Hrant Dink Vakfı'nda işten çıkarma mahkemeye taşındı, Caner Gönder nöbette
Hrant Dink Vakfı’nda işten çıkartılan Caner Gönder'in, Şişli'deki vakıf binası ve Hrant Dink'in önünde öldürüldüğü Sebat Apartmanı önünde 16 Nisan'dan bu yana “işçi hakları nöbeti” tutuyor.
Vakfın ‘Kapsayıcı Dil Atölyesi’nde eğitmen olarak görev almak üzere Haziran 2023'te bir buçuk yıllık sözleşme imzalayan Gönder, beş ay 26 günlük çalışmanın ardından Kod 42 ile işten çıkarıldı.
Aynı zamanda, Özel Sektör Öğretmenleri Sendikası üyesi olan Gönder’in işten çıkarılmasının ardından başvurduğu mahkeme, "haksız fesih tazminatının ve kalan ücretlerinin ödenmesine" karar verdi. Vakıf ise mahkeme tebligatının kendilerine ulaşmadığı ve kendilerini savunamadıkları gerekçesiyle kararı istinafa taşıdı. Bunun ardından Gönder, “işçi hakları nöbeti”ne başladı.
Yaşanan süreci işten çıkarılan işçi Caner Gönder ve Hrant Dink Vakfı Programlar Direktörü Nayat Karaköse bianet’e anlattı.
Caner Gönder, eğitmen pozisyonu için Hrant Dink Vakfı’nın pedagojik formasyona sahip birini aradığını ve gerekli referanslarla bu işe başvurduğunu belirtti.
Gönder işten çıkarılma sürecini şöyle anlattı:
“Beşinci ayın sonunda sözleşmeye uygun olmadığım ve iş akdimin feshedileceği belirtildi. Sonrasında bana bir ibra metni imzalatmaya çalıştılar. Bu metinde hiçbir hakkımın kalmadığı, hiçbir hak talep etmeyeceğim, maddi ve manevi hiçbir talebim olmayacağı belirtilmişti.
“Sendikam ve avukatımla görüştükten sonra hazırladıkları metni imzalamadım. Beni 4 veya 5 koduyla çıkartacaklarını söylemişlerdi ki böylece işsizlik ödeneği alabilirdim. Ancak o metni imzalamadığım için cezalandırıldım ve 42 koduyla işten çıkarıldım.”
İş ile ilgili aranan niteliklerin kendisinde olmadığının yasal deneme süreci olan iki ayın içerisinde bildirilmesi gerektiğini söyleyen Gönder, “Dördüncü aydan itibaren evimi işyerine daha yakın olmak için Bağcılar’dan Kurtuluş’a taşıdım. Onlar ise işten çıkarırken 'Bize sormadın' gibi bir tavırla yaklaştılar. Ben de 'Bu iş için taşındım. Eğer bu pozisyona uygun değilsem başka bir pozisyonda çalışabilirim' dedim. Onu da kabul etmediler” diye konuştu.
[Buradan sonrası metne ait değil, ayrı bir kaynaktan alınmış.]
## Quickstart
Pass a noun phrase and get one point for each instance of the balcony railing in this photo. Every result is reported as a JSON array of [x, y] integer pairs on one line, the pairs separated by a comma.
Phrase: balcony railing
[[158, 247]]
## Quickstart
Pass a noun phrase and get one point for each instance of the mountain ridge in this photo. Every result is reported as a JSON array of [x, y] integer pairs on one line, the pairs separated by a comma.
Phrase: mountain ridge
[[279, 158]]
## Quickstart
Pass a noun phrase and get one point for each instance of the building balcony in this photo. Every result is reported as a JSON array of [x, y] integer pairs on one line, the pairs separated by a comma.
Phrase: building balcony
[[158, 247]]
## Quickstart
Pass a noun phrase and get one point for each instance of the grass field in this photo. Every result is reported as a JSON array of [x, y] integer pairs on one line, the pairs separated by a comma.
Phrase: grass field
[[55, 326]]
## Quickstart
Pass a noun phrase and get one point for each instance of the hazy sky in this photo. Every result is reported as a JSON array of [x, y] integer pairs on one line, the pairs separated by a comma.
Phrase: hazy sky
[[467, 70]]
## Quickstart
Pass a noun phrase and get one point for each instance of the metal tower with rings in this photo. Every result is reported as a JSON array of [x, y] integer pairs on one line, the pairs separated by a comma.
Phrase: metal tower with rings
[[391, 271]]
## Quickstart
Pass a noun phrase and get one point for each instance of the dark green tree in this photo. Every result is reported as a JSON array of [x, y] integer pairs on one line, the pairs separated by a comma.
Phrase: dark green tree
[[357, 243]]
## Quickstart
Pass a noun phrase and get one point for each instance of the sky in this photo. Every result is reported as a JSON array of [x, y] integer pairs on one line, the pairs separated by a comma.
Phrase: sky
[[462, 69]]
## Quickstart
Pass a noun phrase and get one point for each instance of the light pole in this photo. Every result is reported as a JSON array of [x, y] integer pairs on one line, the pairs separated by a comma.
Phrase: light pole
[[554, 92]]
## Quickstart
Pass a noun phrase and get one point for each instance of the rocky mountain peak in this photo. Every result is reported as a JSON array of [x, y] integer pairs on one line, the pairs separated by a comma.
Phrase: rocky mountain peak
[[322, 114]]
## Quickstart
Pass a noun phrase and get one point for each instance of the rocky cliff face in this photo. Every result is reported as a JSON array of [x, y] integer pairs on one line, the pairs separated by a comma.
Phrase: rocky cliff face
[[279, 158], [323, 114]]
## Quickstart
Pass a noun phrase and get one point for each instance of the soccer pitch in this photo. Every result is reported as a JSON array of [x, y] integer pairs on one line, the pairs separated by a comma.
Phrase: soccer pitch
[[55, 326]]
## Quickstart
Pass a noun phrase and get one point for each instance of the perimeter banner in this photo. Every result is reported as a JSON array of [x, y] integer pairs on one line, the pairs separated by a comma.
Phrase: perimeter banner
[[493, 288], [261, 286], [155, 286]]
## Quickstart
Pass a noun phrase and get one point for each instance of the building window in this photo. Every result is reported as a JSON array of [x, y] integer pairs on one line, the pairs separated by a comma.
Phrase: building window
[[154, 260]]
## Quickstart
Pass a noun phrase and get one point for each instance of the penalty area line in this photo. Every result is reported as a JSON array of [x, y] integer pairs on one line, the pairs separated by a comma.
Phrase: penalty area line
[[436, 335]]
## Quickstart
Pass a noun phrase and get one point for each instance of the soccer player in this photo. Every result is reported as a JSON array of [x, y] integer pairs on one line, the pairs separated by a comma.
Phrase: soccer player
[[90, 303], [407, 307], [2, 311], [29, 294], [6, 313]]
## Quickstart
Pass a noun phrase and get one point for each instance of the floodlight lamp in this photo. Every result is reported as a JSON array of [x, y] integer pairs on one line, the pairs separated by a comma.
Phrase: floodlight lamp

İşten çıkarılmasının ardından dava açan Gönder’in itirazı İstanbul 46. İş Mahkemesi tarafından kabul edildi. Mahkeme, Gönder’in kalan tüm ücretlerinin ödenmesine karar verdi.
Gönder, mahkeme kararından sonraki süreci ise şöyle anlattı:
“Mahkeme kararından sonra karşı tarafla uzlaşmak istedik. Sürecin uzamaması, yıpratıcı olmaması ve kamuoyuna yansımaması adına adım attık. 3-4 ay boyunca kendilerine ulaşmaya çalıştık. 16 Nisan’da durumu basına açıklama kararı aldık. 16 Nisan’dan bu yana da haklarım için vicdan ve adalet nöbeti tutuyorum. Görüşmeye, müzakereye halen açığız.”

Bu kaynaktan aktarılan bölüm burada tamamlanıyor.